Transcription of actin DNA was almost constant before and after exposure to stressors with the exception that the level of actin expression was drastically suppressed following incubation at 37 °C for 6 h (Fig. 4A, lane 5). Also expression of catalase mRNA is almost abolished. This in turn limited our ability to quantify expressed level of catalase mRNA for this treatment. This treatment or 30 °C exposure for 6 h (Fig. 4A, lane 3) was envisioned to serve as a negative control for the transcription of actin or HvCatalase mRNA as it would be expected that a higher temperature exposure for longer duration would impair the transcriptional machinery of the cell thereby negatively affecting transcription of actin or HvCatalase mRNA.

On the other hand heat treatments for 1 h at 30 or 37 °C was envisioned to see the impact of temperature on catalase transcription as literature indicates varied effect of temperature on catalase mRNA expression and enzyme activity (Wieser et al., 1991; Ozmen et al., 2007). One way ANOVA demonstrated significant differences in the mean level of HvCatalase mRNA expression in hydrae groups receiving different temperature treatments (F3,8=190, p<0.0001). Thermal stress for shorter time period of time (1 h) enhanced the HvCatalase mRNA expression. Heat treatments for 1 h at 30 °C (p<0.01) or 37 °C (p<0.001) induced the expression of HvCatalase mRNA (Fig. 4A, lanes 2 and 4 and 3B (i)). In contrast expression of the HvCatalase mRNA was drastically reduced when hydrae were exposed to 30 °C for 6 h (p<0.001). Also the mean level of HvCatalase mRNA expression was reduced (p<.0.001) in hydra groups exposed 30 °C for 6 h compared to the groups that received heat treatments for 1 h at 30 °C (p<0.01) or 37 °C (p<0.001).

Hydrae starved for 5 days at 18 °C (p=0.11) or incubated at 30 °C for 1 h following 5 days of starvation at 18 °C (p=0.12) didn't show a change in expression of HvCatalase mRNA compared to the control maintained at 18 °C (Fig. 4, lanes 6-7 and 3B(iii)).

When hydrae were exposed to metal toxicants Cd (II) (p=0.69) and As (III) (p=0.17) for 1 h, there wasn't a change in the expression level of HvCatalase mRNA at the treated concentrations (Fig. 4A & B (ii)) compared to control. However, hydrae exposed to Cu (II) (p<0.02), Cr (VI) (p<0.02) and As (V) (p<0.002) reduced their level of catalase mRNA expression compared to control. Exposure of hydrae to Zn (II) (p<0.002) and Se (IV) (p<0.02) at the tested concentrations for 1 h enhanced the expression of HvCatalase mRNA compared to control treatment (Fig. 4A & B (ii)).

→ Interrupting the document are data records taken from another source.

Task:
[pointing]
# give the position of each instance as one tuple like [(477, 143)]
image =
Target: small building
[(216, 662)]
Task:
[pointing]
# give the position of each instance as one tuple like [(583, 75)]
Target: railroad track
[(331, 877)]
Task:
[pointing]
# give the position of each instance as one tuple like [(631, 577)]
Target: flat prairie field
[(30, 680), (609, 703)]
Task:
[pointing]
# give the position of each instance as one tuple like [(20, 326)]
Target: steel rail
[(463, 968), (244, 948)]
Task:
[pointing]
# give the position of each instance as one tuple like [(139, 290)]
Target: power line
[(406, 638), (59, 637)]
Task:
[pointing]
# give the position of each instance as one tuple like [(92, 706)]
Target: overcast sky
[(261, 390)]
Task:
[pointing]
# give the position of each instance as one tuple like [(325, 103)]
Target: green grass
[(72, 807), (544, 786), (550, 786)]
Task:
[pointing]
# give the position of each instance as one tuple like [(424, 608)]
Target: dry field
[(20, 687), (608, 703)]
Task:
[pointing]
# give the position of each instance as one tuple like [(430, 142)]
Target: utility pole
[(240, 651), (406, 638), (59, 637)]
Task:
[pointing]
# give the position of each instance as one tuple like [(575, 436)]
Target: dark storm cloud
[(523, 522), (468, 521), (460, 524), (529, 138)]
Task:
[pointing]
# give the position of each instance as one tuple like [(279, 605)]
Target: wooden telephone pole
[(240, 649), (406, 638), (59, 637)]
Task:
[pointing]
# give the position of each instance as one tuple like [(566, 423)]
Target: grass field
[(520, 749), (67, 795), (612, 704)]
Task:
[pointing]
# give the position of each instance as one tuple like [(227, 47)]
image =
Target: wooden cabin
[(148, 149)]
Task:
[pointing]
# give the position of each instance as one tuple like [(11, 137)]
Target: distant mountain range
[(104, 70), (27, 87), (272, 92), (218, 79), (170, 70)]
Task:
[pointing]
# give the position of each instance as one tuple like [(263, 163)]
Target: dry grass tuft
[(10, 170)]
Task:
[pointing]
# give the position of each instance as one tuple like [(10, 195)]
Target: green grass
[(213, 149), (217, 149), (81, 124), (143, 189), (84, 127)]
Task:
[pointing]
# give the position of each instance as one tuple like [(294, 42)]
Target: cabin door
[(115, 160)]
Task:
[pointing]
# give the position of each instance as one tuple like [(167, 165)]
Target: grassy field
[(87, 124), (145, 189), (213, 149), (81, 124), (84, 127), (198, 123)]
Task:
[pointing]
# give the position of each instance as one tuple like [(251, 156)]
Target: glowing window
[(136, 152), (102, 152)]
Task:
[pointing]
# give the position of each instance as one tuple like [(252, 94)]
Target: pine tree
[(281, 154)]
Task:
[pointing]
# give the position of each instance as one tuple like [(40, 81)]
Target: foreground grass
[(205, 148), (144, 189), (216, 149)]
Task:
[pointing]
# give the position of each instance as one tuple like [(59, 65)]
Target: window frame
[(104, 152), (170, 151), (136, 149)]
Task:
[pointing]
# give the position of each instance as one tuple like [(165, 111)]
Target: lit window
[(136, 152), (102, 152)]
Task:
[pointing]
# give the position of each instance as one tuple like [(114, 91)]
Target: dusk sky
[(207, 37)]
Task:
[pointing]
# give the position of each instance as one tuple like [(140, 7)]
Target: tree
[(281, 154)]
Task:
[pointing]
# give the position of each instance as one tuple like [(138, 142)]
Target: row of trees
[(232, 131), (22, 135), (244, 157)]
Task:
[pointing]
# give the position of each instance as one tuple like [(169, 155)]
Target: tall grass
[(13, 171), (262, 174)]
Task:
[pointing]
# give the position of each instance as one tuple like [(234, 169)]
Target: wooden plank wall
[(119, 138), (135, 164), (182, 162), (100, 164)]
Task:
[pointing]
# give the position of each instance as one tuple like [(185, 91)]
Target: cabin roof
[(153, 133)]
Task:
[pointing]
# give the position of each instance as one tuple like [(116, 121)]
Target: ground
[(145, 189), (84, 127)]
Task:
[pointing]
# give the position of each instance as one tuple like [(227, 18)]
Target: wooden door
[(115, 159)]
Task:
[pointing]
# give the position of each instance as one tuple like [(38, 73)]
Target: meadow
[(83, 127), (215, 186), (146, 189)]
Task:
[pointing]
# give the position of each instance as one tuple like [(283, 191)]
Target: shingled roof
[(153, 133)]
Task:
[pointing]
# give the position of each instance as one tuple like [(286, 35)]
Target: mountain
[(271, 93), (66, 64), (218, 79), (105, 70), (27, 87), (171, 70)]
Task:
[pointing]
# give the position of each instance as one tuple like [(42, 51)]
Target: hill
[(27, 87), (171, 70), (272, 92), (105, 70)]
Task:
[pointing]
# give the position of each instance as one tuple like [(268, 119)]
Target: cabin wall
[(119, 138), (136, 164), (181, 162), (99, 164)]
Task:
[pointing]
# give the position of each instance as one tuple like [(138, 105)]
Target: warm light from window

One way ANOVA demonstrated significant differences in the mean level of HvCatalase mRNA expression in hydra groups exposed to different concentrations of H2O2 treatments (F2,6=12, p=0.008). Exposure of hydrae to 9.79 mM H2O2 (1 h) but not 0.979 mM H2O2 (Fig. 4A, lanes 17-18 and 3B) enhanced (p<0.05) the expression of HvCatalase mRNA.

Two other toxicants and oxidants sodium azide (p=0.51) and paraquat (p=0.6) didn't have any effect on HvCatalase mRNA expression.

4. Discussion

In this study, a full length cDNA encoding a catalase protein (HvCatalase) from H. vulgaris is cloned. Messenger RNA expression levels of HvCatalase are analyzed following exposure of hydrae to several commonly occurring stressors including some well known oxidative stressors that could be found in aquatic environments naturally or released to aquatic environments due to anthropogenic activities. Results indicate possible detection of a compensatory effect in catalase expression which is implicated in the detoxification of reactive oxygen species (ROS) in various prior studies.

The deduced protein sequence is homologous to the catalase proteins from many organisms including that of B. mori, D. melanogaster, C. elegans; etc. (Furuta et al., 1986; Lin et al., 1997). HvCatalase has catalase signature residues (residues 350-358: RLFSYgDTH) and also contains 36 amino acid residues typical of many catalases that interact with a heme cofactor (Murthy et al., 1981). It also contains consensus sequence containing 77 residues that is highly conserved in many catalases (Zamocky et al., 2004). All of these residues are present in distal and proximal sides of the prosthetic heme group. Also 8 amino acid residues out of a total of 12 amino acid residues that are identified to be responsible for the binding of dinucleotide NADPH (Putnam et al., 2000) in human erythrocyte catalase is present in HvCatalase. The calculated molecular size of HvCatalase, ~57 kDa, is similar to other catalases isolated so far (Switala and Loewen, 2002). Molecular modeling reveals the presence of a conserved mammalian catalase fold in hydra catalase as well. Hence, based on the molecular features described here it is almost certain that the putative cDNA codes for a hydra catalase.

Messenger RNAs have been identified in four metazoan phyla (Nematoda, Platyhelminthes, Chordata and Cnidaria) and in one unicellular eukaryotic phylum (Sarcomastigophora) that can receive either splice leader A or B (SL-A or -B), although the impact of the two different SLs on the function of the mRNA is not known (Stover and Steele, 2001). So the presence of SL-B in the HvCatalase mRNA is another addition to the repertoire of mRNAs that receive splice leaders in cnidaria.

Organisms have antioxidant systems to protect oxidative damage to key molecules such as lipids, DNA; etc. from ROS mediated damage (Halliwell, 2007). In antioxidant systems, superoxide dismutases (SOD) are the first line of defense as they catalyze the dismutation of oxygen radical (O2-) into molecular oxygen and H2O2. Thereafter peroxiredoxins (Prxs), catalases and glutathione peroxidases (GPxs) scavenge H2O2 from their cellular environments. Also these genes that constitute the antioxidant defense system have been proposed as a possible tools for biomonitoring environmental toxicants and stress (Niyogi et al., 2001; Sayeed et al., 2003; Zhang et al., 2004) as their normal expression pattern will be altered in the presence of the stressors. Therefore in this study we have tried to see if such an alteration of hydra catalase expression would occur when hydrae are challenged with various stimuli (i.e., heat, heavy metals, starvation, oxidants like H2O2, paraquat; etc.) that are generally known to cause and/or induce oxidative stress and damage.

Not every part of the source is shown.